在我们训练完模型之后,就可以使用这个模型对测试集进行预测,当然第一步要做的还是一系列相同的特征工程把原始数据变成模型可以使用的数据

test_df = pd.read_csv("test.csv")

# 抽取年龄特征
age_df = extract_age_feature(test_df[test_df.Age.isnull()])
age_predict_data = age_df.as_matrix()

X_quadratic = quadratic_transform(age_predict_data[:, 1:])

# 填充年龄有确实的数据
test_df.loc[test_df.Age.isnull(), 'Age'] = age_rfr.predict(X_quadratic)

test_processed_df = feture_extract(test_df)

X_test = test_processed_df.as_matrix()
X_quadratic_test = quadratic_transform(X_test)

使用模型进行预测,然后提交结果

y_test = survived_lr.predict(X_quadratic_test)

result = pd.DataFrame({'PassengerId':test_df['PassengerId'].as_matrix(), 'Survived':y_test.astype(np.int32)})
result.to_csv("./logistic_regression_result.csv", index=False)
Titanic: Machine Learning from Disaster_第4张图片
4.预测评分

模型优化

使用的模型只是我们的一个baseline,我们还需要对模型进行优化,比如我们的模型是过拟合还是欠拟合,特征是否显著等。我们先来看下系数的相关性。
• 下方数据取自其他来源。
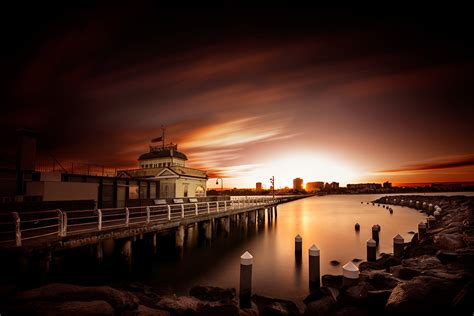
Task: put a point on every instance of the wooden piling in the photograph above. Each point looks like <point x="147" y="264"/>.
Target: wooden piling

pd.DataFrame({"columns":list(processed_df.columns)[1:], "coef":list(survived_lr.coef_.T)})
Titanic: Machine Learning from Disaster_第5张图片
5.系数相关性

由上图可以看出SibSp, Parch, Pclass_1, Pclass_2, Sex_female等特征是正相关。Age_Greater_12是一个负相关的特征,这说明小朋友的幸存率的确会高一些。Embarked的特征都是负相关而且没什么区别,看起来这个特征没有什么。

因此我们先列出一些可以优化的点:
1.将Age进行离散化。
2.去掉Emarked特征。
3.加入Cabin特征,因为救生艇的位置应该还是跟Cabin有关系的。

重新特征工程,加入是否有Cabin,对Age, SibSp, Parch离散化

def feture_extract2(df):
    
    processed_df = df.copy()
        
    # 类型特征离散化
    dummies_Sex = pd.get_dummies(processed_df['Sex'], prefix= 'Sex')
    dummies_Pclass = pd.get_dummies(processed_df['Pclass'], prefix= 'Pclass')

    # 对年龄进行离散化
    age_cut = pd.cut(processed_df.Age, bins=[0,12,24,36,48,60,72,84,96,102])
    dummies_Age = pd.get_dummies(age_cut, prefix='Age')
    
    # 兄弟姐妹数量离散化
    sibsp_cut = pd.cut(processed_df.SibSp, bins=[0,1,2,3,4,5,6,7,8])
    dummies_SibSp = pd.get_dummies(sibsp_cut, prefix='SibSp')

    # 构造是否含有兄弟姐妹的特征
    has_SibSp = processed_df.SibSp.copy()
    has_SibSp[processed_df.SibSp != 0] = 1
    has_SibSp[processed_df.SibSp == 0] = 0
    
    # 父母数量离散化
    parch_cut = pd.cut(processed_df.Parch, bins=[0,1,2,3])
    dummies_Parch = pd.get_dummies(parch_cut, prefix='Parch')
    
    # 构造是否含有父母的特征
    has_Parch = processed_df.Parch.copy()
    has_Parch[processed_df.Parch != 0] = 1
    has_Parch[processed_df.Parch == 0] = 0
    
    has_Cabin = processed_df.Cabin.copy()
    has_Cabin[processed_df.Cabin.notnull()] = 1
    has_Cabin[processed_df.Cabin.isnull()] = 0
    dummies_Cabin = pd.get_dummies(has_Cabin, prefix='Cabin')
    
    processed_df['Has_SibSp'] = has_SibSp
    processed_df['Has_Parch'] = has_Parch
    
    processed_df = pd.concat([processed_df, dummies_SibSp, dummies_Parch, dummies_Pclass, dummies_Sex, dummies_Age, dummies_Cabin], axis=1)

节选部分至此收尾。